Marx a démasqué la légende des trois sources indépendantes du revenu. Il montre que les revenus de tous les exploiteurs, quelle qu’en soit la répartition, n’ont qu’une source : la plus-value. Dans une lettre à Engels, du 24 août 1867, Marx écrit :

Ce qu’il y a de meilleur dans mon livre, c’est… que la plus-value est traitée séparément de ses formes particulières, telles que le profit, l’intérêt, la rente foncière, etc. (K. Marx et F. Engels : Correspondance, tome 9, p. 193.)

Il a ainsi mis en lumière tout l’abîme qui existe entre le prolétariat et l’ensemble des exploiteurs, il a mis à jour dans toute sa nudité la contradiction fondamentale du capitalisme.
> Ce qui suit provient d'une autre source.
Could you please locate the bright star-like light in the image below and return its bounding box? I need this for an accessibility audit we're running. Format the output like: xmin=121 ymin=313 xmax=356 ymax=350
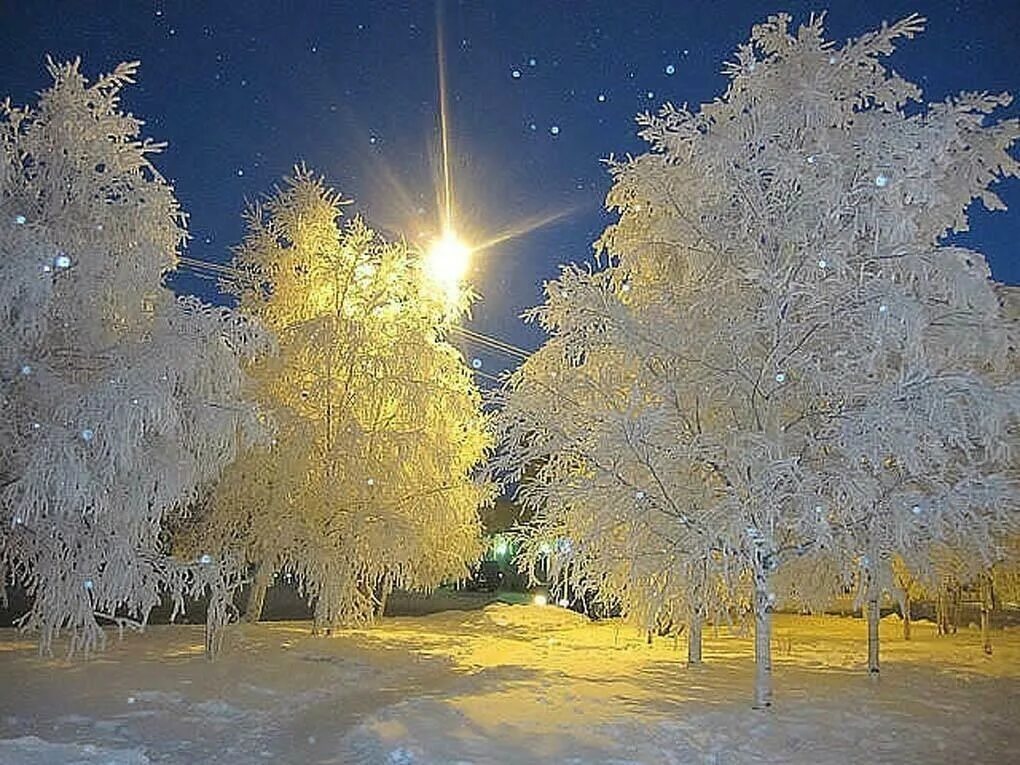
xmin=424 ymin=231 xmax=471 ymax=299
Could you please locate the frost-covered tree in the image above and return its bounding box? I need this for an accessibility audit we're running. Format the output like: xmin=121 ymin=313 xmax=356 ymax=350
xmin=190 ymin=169 xmax=492 ymax=628
xmin=499 ymin=14 xmax=1020 ymax=707
xmin=0 ymin=61 xmax=265 ymax=653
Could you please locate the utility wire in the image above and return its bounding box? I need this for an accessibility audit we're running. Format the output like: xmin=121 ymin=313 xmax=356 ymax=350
xmin=177 ymin=255 xmax=530 ymax=367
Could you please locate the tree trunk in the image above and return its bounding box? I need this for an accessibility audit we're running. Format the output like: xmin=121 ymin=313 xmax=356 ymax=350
xmin=754 ymin=563 xmax=772 ymax=709
xmin=903 ymin=595 xmax=910 ymax=641
xmin=981 ymin=575 xmax=991 ymax=656
xmin=687 ymin=608 xmax=702 ymax=664
xmin=935 ymin=584 xmax=950 ymax=634
xmin=868 ymin=593 xmax=881 ymax=675
xmin=239 ymin=560 xmax=273 ymax=624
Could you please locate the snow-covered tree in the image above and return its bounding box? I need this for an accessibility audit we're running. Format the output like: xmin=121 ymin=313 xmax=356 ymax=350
xmin=189 ymin=169 xmax=492 ymax=628
xmin=489 ymin=14 xmax=1020 ymax=707
xmin=0 ymin=61 xmax=265 ymax=653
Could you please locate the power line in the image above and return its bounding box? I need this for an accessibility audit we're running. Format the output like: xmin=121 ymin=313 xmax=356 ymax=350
xmin=450 ymin=324 xmax=531 ymax=361
xmin=177 ymin=255 xmax=531 ymax=367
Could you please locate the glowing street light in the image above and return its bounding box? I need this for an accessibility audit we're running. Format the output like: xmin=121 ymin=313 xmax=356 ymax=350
xmin=424 ymin=230 xmax=471 ymax=301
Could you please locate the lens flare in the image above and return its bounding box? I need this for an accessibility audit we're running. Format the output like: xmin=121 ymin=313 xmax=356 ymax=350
xmin=424 ymin=231 xmax=471 ymax=299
Marx a montré que l’exploitation de la classe ouvrière a lieu au cours du procès de production, que les rapports entre la classe ouvrière et la bourgeoisie sont des rapports de production. L’appropriation de la plus-value, que les théoriciens bourgeois et social-démocrates qualifient de p. 108« répartition », découle de ces rapports de production. On ne saurait donc modifier radicalement la répartition sans transformer le régime social de production. Pour supprimer la répartition capitaliste, il faut supprimer la propriété capitaliste des moyens de production et en faire la propriété collective. Mais cela veut dire que l’exploitation ne peut être abolie par la voie des réformes, mais par la voie révolutionnaire. Voilà pourquoi Lénine a dit que…

La théorie de la plus-value constitue la pierre angulaire de la théorie économique de Marx.

Lénine, « Les trois sources et les trois parties constitutives du marxisme », Œuvres, tome 19, p. 16.